Suzanne Maloney'nin tezine eklediğimiz bu ayrıntılar, ABD'nin Ortadoğu stratejisine son vermekle kalmayıp, aynı zamanda en eski ve karmaşık sorunlarından birine gömüldüğünü de gösteriyor. Yazar, makalesinin devamında Washington'ın çıkış sırasında Ortadoğu'daki konumunu iki kanat üzerinden ele aldığını belirtiyor. Birinci kanat, Suudi Arabistan-İsrail yakınlaşmasını sağlamak ve İran ile ilişkilerde nükleer karar verme mekanizmasını kısıtlayacak bir anlaşma yoluyla ikinci seçeneği veya B Planını devreye sokmak. İkincisi, beş ABD’li tutuklunun serbest bırakılması karşılığında altı milyar doları serbest bırakarak yaptırımların kaldırılmasına kapı aralamak. Olan şu ki Ortadoğu ABD'nin planlarına, bölgeye giriş ve çıkış arasında gidip gelmelerine göre ilerlemiyor. Filistin'de tarih, Hamas’ın düzenlediği saldırının tarihi olan 7 Ekim'de başlamadı. Tarih içinde yaşanan gelişmeler, İsrail'i değiştirdi ve Filistin'e yeni ‘felaketler’ yaşatmak isteyen sağa doğru itti. Hamas da İran ve onun Irak, Suriye, Lübnan ve Yemen'deki müttefikleriyle birinci kanadın jeopolitik devriminin bölgede gerçekleştirdiklerine karşı ittifak kuruyordu. Ortadoğu, ABD ‘gündemine’ ve onun seçim döngülerine, politikalarına göre değil, yüzyıllar ve çağlar boyunca biriken, ‘jeolojiye’ benzer bir gündeme göre ilerliyor.
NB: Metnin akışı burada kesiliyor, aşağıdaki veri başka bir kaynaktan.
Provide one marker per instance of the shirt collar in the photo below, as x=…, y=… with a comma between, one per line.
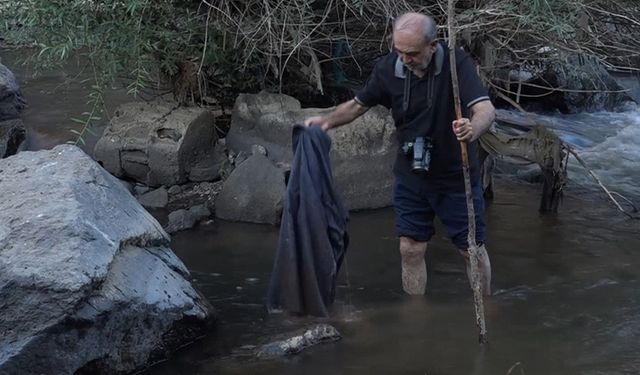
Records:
x=438, y=61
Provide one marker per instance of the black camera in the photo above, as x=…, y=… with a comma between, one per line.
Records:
x=420, y=153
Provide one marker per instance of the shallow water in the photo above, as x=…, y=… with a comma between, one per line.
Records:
x=566, y=297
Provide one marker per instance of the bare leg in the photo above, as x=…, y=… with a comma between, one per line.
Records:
x=484, y=266
x=414, y=268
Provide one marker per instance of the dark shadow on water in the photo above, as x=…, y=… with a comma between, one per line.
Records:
x=565, y=301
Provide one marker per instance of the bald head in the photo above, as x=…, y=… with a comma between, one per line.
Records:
x=417, y=23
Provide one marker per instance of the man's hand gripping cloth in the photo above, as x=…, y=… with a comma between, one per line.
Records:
x=313, y=238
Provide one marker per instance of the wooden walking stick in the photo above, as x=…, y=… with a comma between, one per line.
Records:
x=471, y=236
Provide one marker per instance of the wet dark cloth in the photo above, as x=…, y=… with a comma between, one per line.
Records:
x=429, y=113
x=313, y=237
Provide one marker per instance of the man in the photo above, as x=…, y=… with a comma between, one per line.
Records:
x=414, y=81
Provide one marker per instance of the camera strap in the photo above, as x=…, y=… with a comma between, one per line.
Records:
x=406, y=94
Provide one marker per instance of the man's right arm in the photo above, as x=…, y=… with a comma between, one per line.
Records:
x=341, y=115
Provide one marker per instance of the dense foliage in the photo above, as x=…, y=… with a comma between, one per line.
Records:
x=220, y=47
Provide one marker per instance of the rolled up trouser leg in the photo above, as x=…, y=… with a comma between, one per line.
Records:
x=484, y=268
x=414, y=268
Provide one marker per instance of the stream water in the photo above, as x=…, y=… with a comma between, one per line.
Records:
x=566, y=287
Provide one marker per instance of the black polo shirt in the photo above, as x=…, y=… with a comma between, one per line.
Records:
x=427, y=111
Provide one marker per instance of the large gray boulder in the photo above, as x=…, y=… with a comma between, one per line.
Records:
x=88, y=283
x=157, y=143
x=11, y=99
x=254, y=192
x=362, y=153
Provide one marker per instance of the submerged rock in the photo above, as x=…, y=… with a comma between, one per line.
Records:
x=318, y=334
x=88, y=283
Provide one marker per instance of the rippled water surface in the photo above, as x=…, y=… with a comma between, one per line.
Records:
x=566, y=295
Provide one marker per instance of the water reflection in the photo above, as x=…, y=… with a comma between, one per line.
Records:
x=566, y=298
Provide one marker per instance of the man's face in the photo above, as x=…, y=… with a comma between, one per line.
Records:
x=413, y=50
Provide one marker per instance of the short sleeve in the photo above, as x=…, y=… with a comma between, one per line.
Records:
x=374, y=91
x=472, y=90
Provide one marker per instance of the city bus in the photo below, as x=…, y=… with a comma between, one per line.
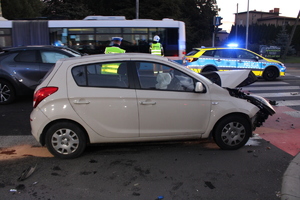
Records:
x=92, y=34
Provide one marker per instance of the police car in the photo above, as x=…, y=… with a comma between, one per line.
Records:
x=206, y=59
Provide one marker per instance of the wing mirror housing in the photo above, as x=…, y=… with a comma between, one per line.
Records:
x=199, y=87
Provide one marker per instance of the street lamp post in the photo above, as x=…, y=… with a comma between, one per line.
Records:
x=247, y=27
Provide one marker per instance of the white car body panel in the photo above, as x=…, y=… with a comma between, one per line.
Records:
x=117, y=115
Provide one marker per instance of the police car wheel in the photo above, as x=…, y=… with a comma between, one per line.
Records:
x=209, y=69
x=270, y=74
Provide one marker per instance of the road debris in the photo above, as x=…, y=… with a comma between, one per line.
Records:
x=209, y=184
x=274, y=103
x=26, y=173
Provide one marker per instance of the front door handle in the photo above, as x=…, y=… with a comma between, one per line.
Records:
x=148, y=102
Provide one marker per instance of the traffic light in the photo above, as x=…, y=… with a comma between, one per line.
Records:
x=218, y=21
x=217, y=29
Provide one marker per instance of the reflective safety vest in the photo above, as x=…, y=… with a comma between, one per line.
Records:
x=109, y=50
x=111, y=68
x=156, y=49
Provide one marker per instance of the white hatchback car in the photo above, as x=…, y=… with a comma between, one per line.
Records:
x=141, y=97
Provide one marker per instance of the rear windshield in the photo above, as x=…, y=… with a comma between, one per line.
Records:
x=193, y=52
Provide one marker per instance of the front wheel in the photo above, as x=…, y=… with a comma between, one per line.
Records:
x=7, y=92
x=65, y=140
x=232, y=132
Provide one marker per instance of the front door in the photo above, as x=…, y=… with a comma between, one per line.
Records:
x=104, y=101
x=168, y=104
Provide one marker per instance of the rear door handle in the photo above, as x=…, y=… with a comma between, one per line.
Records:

Bu da etkileşim ve denge sonuçlarını, ülkeler ile bölge güvenliği üzerindeki etkilerini doğuruyor.

ABD'nin bölgedeki varlığı mutlaka kötülüğü temsil etmiyor. Geçmiş zamanlarda nüfuzu ve gücü olumlu sonuçlara yol açmıştı. Eisenhower yönetimi sırasında, 1956'da, ABD'nin tutumu olumluydu ve üç saldırgan ülkenin (İngiltere, Fransa ve İsrail) Mısır'dan tamamen çekilmesine, dahası bölgedeki sömürgeci nüfuzun sona ermesine katkıda bulundu. ABD daha sonra bir kez daha, Nixon ve Ford yönetimleri sırasında, askeri ve petrol boyutu ile 1973 Ekim Savaşı'nın ardından Mısır ve Suriye-İsrail barış sürecinde önemli bir rol oynadı. Soğuk Savaş'ın sona ermesi, baba George Bush’un yönetime gelmesi ve Saddam Hüseyin'in Kuveyt'i acımasızca işgal etmesiyle birlikte, ABD, Kuveyt'in özgürleştirilmesinde Arap ittifakıyla beraber önemli bir rol aldı. Daha sonra Filistinliler ile İsrailliler arasındaki Oslo Anlaşması’nın yolunu döşeyen Madrid Barış Konferansı’nı düzenledi. Konferans, ilk olarak Ürdün-İsrail barışının sağlanması, ikinci olarak da tarihi Filistin topraklarında ilk Filistin siyasi otoritesinin kurulmasıyla sonuçlandı. Tüm bu durumlarda, fırsatların değerlendirildiği ve kritik bir durumun bir felaketten mutluluğa dönüştürüldüğü büyük krizlerle başa çıkmakta ABD'nin oynadığı rol büyüktü.

Şimdi, 7 Ekim'den sonra ABD'nin yeniden bölgede bulunması, bir yandan Arap-İsrail barışına, diğer yandan bölgesel güvenlik konularına yeni bir katkı sağlayabilir. ABD'nin rolünün etkililiği ile hayati Arap çıkarlarını dikkate almasındaki ayırt edici faktör, gerekirse Arap siyasi ve askeri kapasite ve araçlarının, bölgede barışı ve bölgesel güvenliği sağlama iradesinin varlığıdır. Kalkınma ve modernleşmenin önünü açan bir reformu arzulayan Arap ülkeleri arasında da benzer bir durum mevcut. Filistin halkına, bir devlet kurma hakkını veren barış, radikal gruplar lehine Arap bölgesine yönelik bir düşmanlık değil, onun için bir katkıdır. Krizin başlangıcında tamamen İsrail lehine taraflı görünen ABD'nin tutumu, İsrail'in vahşi kibrini önleme konusunda olumlu gelişmeler kaydetti. Ateşkes sonrasında Gazze Şeridi'nin yönetiminin İsrail'in elinde olmasına karşı çıkarak iki devletli çözüme dayalı kapsamlı bir barış çağrısında bulundu. Bu çok fazla gelişme ve Arap sabrı gerektiren bir başlangıçtır.